Being a hiring manager is not an easy job. It requires sourcing through a number of resumes of people who aren’t qualified or relevant to the job. Unfortunately this is even more true in the software development world, an industry that is growing much faster than other industries. The question that often arises around this topic is “Should HR managers screen software developer resumes the same as they would a marketing, sales or finance resume?” In short, no.
The traditional way to screen a resume involves looking at education and experience and screening for buzzwords. This is the polar opposite approach that should be taken when screening software developer resumes. While coding is a skill set taught in computer science programs at top universities, it is also a self-taught hobby for a lot of developers that have been passionate about it since they were young. According to our latest survey, 44% of developers have no related academic qualifications, so you could be missing out on the best engineers by focusing too much on their education.
And don’t even get us started on buzzwords. While these keywords might be important for hiring managers when screening, developers don’t feel the same way. Buzzwords are essentially seen as fluff or filler in resumes and job listings, so try to focus on other aspects when screening, such as their past jobs and side projects.
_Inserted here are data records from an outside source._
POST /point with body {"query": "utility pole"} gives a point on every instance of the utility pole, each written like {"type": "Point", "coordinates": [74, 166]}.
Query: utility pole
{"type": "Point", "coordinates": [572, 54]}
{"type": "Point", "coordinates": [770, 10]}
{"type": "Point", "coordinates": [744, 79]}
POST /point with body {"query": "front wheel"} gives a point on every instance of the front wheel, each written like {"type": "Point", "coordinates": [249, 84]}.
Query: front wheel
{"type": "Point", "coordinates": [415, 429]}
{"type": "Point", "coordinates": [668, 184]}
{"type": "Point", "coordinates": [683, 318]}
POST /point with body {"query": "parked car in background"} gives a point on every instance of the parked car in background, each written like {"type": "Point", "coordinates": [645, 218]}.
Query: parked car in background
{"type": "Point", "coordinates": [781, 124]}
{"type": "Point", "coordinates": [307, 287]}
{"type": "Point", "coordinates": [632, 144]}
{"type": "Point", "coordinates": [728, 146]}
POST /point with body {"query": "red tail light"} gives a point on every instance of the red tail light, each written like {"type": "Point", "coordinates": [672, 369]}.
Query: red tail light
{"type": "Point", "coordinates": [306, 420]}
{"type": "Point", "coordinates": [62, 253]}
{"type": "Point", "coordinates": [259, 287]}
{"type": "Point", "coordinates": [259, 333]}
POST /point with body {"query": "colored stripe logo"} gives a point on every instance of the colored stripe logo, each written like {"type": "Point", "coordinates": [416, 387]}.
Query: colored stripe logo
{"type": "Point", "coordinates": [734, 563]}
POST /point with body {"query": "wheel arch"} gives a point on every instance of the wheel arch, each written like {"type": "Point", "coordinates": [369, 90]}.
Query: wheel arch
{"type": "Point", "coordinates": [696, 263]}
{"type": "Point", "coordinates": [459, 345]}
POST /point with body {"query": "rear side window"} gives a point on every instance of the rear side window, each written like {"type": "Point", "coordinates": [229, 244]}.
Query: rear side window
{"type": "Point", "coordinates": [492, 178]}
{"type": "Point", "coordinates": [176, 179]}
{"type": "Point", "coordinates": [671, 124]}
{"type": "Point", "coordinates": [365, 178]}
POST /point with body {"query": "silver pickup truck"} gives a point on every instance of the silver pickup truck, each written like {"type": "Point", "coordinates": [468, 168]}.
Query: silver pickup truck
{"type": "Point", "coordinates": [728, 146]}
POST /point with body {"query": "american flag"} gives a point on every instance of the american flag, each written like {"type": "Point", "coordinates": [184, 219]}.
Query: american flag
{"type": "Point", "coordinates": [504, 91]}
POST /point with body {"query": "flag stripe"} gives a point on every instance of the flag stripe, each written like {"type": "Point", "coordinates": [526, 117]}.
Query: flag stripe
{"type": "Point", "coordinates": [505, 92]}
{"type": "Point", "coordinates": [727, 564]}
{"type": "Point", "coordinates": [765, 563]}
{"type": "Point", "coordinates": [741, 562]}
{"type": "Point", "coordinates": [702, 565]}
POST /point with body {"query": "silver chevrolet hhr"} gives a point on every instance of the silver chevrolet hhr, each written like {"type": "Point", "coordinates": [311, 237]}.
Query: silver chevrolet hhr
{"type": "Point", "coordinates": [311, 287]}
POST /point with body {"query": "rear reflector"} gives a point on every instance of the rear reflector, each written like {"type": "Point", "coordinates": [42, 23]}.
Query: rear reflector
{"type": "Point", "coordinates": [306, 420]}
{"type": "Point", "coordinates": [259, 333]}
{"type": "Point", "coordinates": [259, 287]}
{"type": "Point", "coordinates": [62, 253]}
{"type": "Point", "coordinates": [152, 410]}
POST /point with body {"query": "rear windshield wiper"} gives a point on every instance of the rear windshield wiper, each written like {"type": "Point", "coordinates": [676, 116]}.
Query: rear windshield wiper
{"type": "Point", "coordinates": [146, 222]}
What Should You Do Instead?
Get the technology team involved in the resume screen. Looking for a few keywords is a great way to screen for other positions, but software developers code in multiple languages and don’t necessarily list all of them on their resume.
And more importantly, they’re not authors. Your tech team is able to read code, basically a foreign language to any of us that are not technical, so let them go in and view Github and other open source code samples on the web to review the applicant’s code. Maybe their front end skills aren’t listed on their resume but they’re an awesome full stack developer -- your tech team will be the best people to decipher that.
Other things your tech team can look for when evaluating their future teammates is their digital footprint. Does the developer have their own website with samples of their projects? Do they blog about web development in their free time? Do they contribute to the open source community? These types of things show passion and intelligence, two huge indicators of a competent developer.